DQE Compatibility mode (SqlServer only)
The SQL Server DQE is used for all SQL Server versions and it therefore uses a compatibility mode to generate the SQL which is compatible with the used database version. To set the default compatibility mode of the SqlServer DQE in code, you can use the DataAccessAdapter method SetSqlServerCompatibilityLevel, as shown in the following example which sets the compatibility mode to SqlServer 2000:

// C#
DataAccessAdapter.SetSqlServerCompatibilityLevel( SqlServerCompatibilityLevel.SqlServer2000 );
' VB.NET
DataAccessAdapter.SetSqlServerCompatibilityLevel( SqlServerCompatibilityLevel.SqlServer2000 )

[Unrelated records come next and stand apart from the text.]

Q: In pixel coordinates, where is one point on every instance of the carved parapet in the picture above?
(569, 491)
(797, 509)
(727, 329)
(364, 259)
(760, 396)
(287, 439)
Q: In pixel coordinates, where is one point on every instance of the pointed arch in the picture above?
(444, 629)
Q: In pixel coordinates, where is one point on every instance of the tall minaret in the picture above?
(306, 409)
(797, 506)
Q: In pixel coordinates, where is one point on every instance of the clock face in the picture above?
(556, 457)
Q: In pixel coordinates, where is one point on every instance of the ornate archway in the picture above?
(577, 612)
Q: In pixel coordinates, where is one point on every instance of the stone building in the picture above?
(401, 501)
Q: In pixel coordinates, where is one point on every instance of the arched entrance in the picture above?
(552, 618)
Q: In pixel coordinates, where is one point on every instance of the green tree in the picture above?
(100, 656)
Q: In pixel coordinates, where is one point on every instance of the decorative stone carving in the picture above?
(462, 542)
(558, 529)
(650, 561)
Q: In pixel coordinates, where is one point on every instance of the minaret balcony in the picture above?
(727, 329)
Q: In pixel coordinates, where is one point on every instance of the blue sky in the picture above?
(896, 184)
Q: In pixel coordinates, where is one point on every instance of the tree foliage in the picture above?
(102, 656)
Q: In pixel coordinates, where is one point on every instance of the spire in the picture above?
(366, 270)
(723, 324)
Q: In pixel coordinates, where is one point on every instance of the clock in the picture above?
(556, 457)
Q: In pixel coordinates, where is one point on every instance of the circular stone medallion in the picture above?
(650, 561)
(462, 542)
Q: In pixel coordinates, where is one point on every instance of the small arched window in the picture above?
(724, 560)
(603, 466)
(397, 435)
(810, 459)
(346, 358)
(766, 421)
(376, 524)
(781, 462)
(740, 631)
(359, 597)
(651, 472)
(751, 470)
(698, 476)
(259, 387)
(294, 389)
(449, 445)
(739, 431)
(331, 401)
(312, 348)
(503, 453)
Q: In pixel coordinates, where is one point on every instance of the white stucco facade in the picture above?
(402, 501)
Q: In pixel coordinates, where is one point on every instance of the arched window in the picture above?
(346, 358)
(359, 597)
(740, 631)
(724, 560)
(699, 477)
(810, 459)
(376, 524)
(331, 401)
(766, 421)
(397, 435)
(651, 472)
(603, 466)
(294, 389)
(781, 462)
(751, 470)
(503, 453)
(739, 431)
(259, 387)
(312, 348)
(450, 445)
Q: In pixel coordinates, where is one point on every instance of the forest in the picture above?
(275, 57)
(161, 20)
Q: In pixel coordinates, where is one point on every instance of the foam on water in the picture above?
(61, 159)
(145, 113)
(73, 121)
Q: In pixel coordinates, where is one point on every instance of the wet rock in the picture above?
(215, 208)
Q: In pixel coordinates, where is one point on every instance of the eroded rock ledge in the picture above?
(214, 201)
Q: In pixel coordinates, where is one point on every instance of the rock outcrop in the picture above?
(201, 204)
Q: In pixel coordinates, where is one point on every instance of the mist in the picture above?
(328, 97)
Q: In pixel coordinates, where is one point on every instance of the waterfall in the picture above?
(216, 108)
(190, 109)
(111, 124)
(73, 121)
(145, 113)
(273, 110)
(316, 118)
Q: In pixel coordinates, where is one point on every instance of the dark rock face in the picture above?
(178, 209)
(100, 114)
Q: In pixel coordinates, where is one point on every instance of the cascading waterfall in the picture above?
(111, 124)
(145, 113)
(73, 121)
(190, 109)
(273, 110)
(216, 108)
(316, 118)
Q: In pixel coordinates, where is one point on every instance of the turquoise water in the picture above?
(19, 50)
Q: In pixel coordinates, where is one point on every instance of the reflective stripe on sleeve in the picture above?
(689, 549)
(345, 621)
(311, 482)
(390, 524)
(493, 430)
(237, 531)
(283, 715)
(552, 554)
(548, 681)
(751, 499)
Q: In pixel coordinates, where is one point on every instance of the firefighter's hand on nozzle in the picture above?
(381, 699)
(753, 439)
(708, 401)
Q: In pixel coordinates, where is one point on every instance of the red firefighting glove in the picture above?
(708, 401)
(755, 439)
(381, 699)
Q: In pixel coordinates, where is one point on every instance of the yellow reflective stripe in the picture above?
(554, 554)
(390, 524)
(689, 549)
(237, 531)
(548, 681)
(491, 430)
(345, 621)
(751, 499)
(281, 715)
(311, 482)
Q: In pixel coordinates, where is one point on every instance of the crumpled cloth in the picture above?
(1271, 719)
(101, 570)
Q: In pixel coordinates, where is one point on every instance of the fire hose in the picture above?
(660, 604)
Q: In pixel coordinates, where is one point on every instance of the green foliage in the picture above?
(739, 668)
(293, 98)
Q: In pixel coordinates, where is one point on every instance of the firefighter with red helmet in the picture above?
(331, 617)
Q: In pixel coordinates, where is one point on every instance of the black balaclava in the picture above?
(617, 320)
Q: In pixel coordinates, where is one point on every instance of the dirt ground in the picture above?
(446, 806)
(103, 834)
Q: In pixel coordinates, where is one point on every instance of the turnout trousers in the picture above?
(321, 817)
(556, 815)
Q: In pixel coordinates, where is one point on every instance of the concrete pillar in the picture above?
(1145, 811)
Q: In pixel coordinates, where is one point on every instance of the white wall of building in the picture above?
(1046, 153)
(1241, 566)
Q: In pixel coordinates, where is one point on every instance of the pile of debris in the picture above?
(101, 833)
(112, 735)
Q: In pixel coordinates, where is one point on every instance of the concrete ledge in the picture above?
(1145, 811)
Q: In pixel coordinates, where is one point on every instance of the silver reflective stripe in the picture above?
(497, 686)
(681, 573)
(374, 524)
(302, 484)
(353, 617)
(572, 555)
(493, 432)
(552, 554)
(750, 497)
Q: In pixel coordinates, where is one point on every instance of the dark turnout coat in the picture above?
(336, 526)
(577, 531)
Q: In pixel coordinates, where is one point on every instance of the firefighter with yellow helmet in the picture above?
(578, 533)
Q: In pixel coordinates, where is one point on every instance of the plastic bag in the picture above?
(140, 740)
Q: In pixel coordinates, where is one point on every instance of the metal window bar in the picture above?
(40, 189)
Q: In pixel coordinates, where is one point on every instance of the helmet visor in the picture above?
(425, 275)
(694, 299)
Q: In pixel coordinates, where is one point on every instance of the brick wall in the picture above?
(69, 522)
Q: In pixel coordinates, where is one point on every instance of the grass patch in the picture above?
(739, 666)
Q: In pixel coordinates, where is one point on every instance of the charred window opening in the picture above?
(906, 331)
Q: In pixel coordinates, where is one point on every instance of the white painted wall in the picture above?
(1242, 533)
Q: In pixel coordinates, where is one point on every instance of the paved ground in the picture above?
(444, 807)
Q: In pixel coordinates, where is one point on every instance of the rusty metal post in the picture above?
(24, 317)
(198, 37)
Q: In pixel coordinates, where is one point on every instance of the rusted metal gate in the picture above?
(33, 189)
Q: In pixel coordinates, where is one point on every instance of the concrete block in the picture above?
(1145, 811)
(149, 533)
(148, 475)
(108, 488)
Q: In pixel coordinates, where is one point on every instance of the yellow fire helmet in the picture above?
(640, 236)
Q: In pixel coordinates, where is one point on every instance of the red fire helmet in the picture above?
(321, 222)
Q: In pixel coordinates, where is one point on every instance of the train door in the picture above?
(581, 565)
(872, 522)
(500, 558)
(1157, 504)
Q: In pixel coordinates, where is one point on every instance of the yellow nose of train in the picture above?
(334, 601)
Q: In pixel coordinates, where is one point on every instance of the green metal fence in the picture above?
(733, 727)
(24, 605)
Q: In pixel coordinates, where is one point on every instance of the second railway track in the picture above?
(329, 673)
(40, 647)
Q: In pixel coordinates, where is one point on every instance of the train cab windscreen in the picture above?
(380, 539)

The different compatibility modes are: The default is SqlServer2005, which means 2005 and higher. The integer values have to be used when you're using the .config file parameter. See for more details about that parameter Generated code - Application configuration through .config files.

There's also a per-instance compatibility setting, so you can use one DataAccessAdapter instance with a different compatibility level than another. To do that, set the instance property CompatibilityLevel to one of the SqlServerCompatibilityLevel values. Setting this property will, for that DataAccessAdapter instance, override the default compatibility level.

See Database specific features, SQL Server Specific: compatibility mode,  for details about the SQL specific effects each compatibility mode has.